Discrete GPUs have become ubiquitous in computing platforms. State-of-the-art GPUs are connected on a compute node via the PCI-Express bus and have dedicated on-board high-bandwidth memory. Efficiently feeding data to the GPU and streaming results out of the GPU is critical to maximize the utilization of compute resources on the GPU. GPUDirect is a family of technologies that allow peer GPUs, CPU, third party network adapters, solid-state drives and other devices to directly read and write to a GPU device memory. They eliminate unnecessary memory copies and dramatically reduce CPU overhead involved in moving data from/to GPU device memory. This can result in significant improvements in communication performance for applications. GPUDirect Async, the most recent addition to this technology suite, also allows a GPU to trigger and poll for completion of operations performed by a third-party I/O device. In this tutorial, we provide an overview of GPUDirect family of technologies. We then go into details of each of the technologies including GPUDirect Peer-to-peer, GDR Copy, GPUDirect RDMA and GPUDirect Async. We present the capabilities in NVIDIA GPU hardware and software that enable these technologies. We provide details of user mode and kernel mode API that allow developers to add GPUDirect capabilities in communication libraries and network drivers.
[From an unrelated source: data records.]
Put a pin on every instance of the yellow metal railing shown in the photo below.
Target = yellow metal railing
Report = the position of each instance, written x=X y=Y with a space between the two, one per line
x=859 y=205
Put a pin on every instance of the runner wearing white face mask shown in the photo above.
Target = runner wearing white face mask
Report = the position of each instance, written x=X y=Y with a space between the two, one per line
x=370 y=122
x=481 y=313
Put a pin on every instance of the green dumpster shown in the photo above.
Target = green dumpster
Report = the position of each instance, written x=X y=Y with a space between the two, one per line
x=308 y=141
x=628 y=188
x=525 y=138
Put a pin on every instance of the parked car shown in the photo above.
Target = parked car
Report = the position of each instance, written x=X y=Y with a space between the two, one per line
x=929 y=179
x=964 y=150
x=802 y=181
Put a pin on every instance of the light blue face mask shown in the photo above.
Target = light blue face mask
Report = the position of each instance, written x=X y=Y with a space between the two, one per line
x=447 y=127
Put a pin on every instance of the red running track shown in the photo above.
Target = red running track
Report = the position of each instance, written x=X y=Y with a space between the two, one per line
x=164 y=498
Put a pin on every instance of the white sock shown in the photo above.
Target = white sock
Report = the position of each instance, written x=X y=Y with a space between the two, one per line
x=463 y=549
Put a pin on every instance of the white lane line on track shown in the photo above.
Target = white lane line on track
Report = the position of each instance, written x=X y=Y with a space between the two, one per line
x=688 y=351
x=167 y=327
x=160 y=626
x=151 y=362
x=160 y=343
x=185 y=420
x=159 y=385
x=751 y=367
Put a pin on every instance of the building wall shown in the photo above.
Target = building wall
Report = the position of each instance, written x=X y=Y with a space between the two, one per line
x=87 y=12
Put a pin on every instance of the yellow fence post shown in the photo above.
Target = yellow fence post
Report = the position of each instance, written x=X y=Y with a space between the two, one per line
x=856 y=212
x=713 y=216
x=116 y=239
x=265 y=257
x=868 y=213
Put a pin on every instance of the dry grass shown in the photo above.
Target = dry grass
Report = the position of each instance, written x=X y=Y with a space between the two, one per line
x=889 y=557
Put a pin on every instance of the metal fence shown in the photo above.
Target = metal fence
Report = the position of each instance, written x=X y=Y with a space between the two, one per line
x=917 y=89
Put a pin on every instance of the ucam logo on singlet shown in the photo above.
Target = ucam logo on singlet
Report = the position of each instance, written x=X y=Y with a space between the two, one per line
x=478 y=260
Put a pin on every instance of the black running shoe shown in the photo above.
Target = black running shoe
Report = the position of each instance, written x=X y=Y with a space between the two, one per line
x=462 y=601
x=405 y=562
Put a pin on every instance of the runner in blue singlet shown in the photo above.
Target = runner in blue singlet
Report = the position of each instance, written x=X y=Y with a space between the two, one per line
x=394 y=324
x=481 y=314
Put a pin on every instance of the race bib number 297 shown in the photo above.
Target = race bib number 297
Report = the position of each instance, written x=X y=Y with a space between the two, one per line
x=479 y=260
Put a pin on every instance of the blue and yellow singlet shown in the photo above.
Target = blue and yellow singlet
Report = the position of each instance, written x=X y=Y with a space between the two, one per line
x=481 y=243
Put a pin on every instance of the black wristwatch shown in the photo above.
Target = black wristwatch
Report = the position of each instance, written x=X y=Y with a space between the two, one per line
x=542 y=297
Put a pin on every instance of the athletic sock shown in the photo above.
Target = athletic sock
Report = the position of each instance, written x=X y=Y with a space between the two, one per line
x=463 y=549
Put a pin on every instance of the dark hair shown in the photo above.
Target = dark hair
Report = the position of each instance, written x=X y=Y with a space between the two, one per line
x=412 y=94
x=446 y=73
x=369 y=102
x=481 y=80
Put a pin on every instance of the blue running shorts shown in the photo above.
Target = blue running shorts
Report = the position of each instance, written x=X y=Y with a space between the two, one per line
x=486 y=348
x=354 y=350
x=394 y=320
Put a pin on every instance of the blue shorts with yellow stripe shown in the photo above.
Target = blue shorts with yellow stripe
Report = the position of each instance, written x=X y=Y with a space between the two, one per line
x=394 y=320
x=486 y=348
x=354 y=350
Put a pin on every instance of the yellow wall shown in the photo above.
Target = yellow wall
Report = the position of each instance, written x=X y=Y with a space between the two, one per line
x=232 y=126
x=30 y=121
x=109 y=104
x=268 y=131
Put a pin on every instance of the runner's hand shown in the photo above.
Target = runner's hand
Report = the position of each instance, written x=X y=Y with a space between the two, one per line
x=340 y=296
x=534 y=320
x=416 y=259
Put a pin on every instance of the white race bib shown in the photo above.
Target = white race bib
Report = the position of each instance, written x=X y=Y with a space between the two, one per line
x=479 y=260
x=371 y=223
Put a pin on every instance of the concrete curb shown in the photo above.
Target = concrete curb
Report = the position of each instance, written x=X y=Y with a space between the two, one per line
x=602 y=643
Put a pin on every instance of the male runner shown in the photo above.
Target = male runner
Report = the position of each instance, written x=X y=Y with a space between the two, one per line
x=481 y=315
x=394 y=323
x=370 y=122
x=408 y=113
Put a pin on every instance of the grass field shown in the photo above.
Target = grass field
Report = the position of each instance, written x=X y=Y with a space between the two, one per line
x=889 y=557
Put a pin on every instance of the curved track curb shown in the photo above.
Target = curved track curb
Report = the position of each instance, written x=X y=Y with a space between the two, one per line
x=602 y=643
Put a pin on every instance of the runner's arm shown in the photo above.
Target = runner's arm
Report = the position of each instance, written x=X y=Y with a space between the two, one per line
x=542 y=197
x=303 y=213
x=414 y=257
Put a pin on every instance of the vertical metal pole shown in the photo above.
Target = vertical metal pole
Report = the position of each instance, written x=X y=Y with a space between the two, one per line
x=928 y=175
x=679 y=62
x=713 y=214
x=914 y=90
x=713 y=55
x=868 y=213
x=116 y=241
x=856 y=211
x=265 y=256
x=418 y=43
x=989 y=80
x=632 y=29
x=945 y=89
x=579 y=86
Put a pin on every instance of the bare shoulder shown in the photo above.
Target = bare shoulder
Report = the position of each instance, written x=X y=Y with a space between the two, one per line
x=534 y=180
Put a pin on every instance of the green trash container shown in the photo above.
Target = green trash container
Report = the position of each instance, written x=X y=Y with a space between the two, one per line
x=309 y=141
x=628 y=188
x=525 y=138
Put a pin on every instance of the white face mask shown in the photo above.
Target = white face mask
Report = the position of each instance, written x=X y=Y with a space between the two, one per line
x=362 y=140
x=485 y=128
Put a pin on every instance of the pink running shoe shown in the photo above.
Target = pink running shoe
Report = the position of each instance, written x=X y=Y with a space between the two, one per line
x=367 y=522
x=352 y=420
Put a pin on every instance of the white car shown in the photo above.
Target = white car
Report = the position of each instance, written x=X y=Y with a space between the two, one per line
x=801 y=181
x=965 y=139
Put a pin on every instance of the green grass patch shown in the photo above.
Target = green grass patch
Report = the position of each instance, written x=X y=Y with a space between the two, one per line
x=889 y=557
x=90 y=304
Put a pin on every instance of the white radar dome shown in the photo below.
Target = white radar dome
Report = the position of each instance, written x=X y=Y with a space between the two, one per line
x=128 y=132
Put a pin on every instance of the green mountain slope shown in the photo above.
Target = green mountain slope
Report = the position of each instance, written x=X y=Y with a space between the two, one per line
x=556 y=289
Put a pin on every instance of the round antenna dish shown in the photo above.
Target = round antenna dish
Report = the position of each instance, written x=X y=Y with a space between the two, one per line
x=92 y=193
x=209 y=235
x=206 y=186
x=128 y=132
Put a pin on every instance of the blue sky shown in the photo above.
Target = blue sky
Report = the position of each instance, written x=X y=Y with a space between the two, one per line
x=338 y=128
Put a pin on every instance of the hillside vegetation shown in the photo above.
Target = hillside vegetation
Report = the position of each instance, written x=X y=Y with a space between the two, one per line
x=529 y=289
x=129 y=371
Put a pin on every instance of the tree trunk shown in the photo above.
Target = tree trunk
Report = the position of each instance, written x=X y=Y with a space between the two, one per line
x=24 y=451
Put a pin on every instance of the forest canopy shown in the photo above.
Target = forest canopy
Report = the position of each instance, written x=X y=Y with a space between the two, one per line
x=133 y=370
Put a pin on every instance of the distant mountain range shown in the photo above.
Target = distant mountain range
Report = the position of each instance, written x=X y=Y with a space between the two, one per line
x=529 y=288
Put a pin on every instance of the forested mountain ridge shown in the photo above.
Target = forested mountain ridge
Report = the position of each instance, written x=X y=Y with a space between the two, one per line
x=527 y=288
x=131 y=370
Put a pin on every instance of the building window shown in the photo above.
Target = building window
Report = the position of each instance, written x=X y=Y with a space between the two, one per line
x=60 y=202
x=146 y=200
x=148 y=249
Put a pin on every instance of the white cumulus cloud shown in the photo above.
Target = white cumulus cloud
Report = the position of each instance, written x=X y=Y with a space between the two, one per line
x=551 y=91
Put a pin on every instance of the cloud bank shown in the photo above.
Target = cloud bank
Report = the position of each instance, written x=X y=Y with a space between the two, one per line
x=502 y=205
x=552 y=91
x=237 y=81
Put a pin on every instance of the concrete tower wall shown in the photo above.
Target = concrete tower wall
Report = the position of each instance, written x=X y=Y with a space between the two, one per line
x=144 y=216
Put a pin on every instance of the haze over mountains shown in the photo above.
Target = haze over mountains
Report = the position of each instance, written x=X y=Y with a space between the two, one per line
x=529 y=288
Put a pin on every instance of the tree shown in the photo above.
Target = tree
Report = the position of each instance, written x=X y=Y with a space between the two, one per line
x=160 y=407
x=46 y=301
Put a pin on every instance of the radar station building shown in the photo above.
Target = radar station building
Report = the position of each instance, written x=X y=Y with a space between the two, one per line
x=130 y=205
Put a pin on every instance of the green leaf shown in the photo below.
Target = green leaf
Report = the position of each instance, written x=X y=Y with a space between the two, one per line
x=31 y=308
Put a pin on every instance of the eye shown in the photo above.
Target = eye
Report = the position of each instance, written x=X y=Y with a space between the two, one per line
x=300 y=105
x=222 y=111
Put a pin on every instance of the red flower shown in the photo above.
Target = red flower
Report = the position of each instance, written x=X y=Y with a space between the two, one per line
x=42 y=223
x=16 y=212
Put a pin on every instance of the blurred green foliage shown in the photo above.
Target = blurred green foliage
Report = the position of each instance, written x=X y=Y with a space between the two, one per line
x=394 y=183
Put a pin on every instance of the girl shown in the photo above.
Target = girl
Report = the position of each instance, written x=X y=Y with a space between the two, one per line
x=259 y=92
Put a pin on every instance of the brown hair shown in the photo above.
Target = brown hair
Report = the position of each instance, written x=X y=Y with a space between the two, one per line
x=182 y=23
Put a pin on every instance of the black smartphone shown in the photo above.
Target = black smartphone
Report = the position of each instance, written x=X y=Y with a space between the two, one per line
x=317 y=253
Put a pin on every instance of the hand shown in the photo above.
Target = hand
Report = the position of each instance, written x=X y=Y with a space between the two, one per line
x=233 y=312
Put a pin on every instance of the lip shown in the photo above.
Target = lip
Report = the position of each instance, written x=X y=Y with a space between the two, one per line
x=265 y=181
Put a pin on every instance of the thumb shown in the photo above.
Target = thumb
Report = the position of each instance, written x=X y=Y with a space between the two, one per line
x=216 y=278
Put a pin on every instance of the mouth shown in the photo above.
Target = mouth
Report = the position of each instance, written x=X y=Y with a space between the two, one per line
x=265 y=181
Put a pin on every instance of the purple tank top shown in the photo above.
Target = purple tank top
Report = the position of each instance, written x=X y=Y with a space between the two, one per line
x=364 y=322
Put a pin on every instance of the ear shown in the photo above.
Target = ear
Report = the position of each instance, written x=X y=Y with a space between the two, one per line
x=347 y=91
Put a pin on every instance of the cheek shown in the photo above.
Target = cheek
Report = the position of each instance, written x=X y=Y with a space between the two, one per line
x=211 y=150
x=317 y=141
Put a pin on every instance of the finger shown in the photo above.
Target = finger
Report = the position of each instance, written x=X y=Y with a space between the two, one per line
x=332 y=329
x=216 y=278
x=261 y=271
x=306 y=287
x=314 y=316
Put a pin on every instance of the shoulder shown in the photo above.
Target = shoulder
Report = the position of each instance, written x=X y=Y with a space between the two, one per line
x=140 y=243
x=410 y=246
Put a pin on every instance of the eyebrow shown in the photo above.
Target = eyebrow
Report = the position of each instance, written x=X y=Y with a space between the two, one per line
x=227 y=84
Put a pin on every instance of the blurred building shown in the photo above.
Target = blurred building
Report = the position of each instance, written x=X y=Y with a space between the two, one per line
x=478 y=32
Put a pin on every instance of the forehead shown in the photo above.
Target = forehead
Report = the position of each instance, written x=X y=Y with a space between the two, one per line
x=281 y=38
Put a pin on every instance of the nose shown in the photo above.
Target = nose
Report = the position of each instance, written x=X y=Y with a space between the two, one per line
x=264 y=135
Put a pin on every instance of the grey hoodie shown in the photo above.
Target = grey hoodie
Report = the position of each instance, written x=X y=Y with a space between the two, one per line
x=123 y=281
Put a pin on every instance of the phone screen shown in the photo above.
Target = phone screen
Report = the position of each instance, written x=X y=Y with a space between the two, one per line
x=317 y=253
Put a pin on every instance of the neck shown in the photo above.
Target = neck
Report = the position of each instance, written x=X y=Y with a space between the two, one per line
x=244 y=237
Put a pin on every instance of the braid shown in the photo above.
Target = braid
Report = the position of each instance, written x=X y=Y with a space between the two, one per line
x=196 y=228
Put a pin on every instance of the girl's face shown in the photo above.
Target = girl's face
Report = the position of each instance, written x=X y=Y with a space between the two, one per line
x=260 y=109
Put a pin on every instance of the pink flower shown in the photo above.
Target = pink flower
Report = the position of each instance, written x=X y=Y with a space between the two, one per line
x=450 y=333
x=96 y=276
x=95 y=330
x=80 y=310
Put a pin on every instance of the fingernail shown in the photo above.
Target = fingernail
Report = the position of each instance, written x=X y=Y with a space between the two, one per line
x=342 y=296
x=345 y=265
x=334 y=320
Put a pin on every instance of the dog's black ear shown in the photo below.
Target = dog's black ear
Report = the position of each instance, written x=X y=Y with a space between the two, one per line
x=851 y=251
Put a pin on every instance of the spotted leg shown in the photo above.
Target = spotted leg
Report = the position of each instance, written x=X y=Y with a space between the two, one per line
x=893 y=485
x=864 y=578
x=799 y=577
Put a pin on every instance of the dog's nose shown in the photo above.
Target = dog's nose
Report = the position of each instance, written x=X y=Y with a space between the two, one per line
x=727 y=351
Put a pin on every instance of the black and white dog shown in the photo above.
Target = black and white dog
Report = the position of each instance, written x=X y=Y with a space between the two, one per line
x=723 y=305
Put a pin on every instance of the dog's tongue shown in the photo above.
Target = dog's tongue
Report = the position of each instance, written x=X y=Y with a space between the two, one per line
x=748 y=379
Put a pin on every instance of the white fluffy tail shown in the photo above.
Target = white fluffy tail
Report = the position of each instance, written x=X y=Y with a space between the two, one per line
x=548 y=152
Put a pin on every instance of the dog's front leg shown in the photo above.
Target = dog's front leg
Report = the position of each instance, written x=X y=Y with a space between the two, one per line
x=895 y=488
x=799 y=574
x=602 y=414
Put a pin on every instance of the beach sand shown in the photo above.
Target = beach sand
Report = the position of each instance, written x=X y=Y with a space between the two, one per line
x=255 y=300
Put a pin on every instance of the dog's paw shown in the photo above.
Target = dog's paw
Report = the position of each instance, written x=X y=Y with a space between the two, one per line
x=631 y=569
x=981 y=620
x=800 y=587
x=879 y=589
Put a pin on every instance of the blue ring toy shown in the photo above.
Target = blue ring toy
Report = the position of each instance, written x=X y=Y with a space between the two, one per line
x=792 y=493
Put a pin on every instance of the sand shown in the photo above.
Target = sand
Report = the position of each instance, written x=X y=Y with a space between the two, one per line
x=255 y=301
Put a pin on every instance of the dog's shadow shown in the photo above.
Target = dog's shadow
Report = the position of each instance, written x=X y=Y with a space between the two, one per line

We also provide an overview of how node architectures can impact the performance of GPUDirect technologies.

Bio

Davide Rossetti

Davide Rossetti is lead engineer for GPUDirect at NVIDIA. Before he spent more than 15 years at INFN (Italian National Institute for Nuclear Physics) as researcher; while there he has been member of the APE experiment, participating to the design and development of two generations of APE super-computers, and main architect of two FPGA-based cluster interconnects, APEnet and APEnet+. His research and development activities are in the fields of design and development of parallel computing architectures and high-speed networking interconnects optimized for numerical simulations, in particular for Lattice Quantum Chromodynamics (LQCD) simulations, while his interests spans different areas such as HPC, computer graphics, operating systems, I/O technologies, GPGPUs, embedded systems, digital design and real-time systems. He has a Magna Cum Laude Laurea in Theoretical Physics (roughly equivalent to a Master degree) and published more than 50 papers.

Sreeram Potluri

Sreeram Potluri is a Senior Software Engineer at NVIDIA. He works on designing technologies that enable high performance and scalable communication on clusters with NVIDIA GPUs. His research interests include high-performance interconnects, heterogeneous architectures, parallel programming models and high-end computing applications. He received his PhD in Computer Science and Engineering from The Ohio State University. He has published over 30 papers in major peer-reviewed journals and international conferences.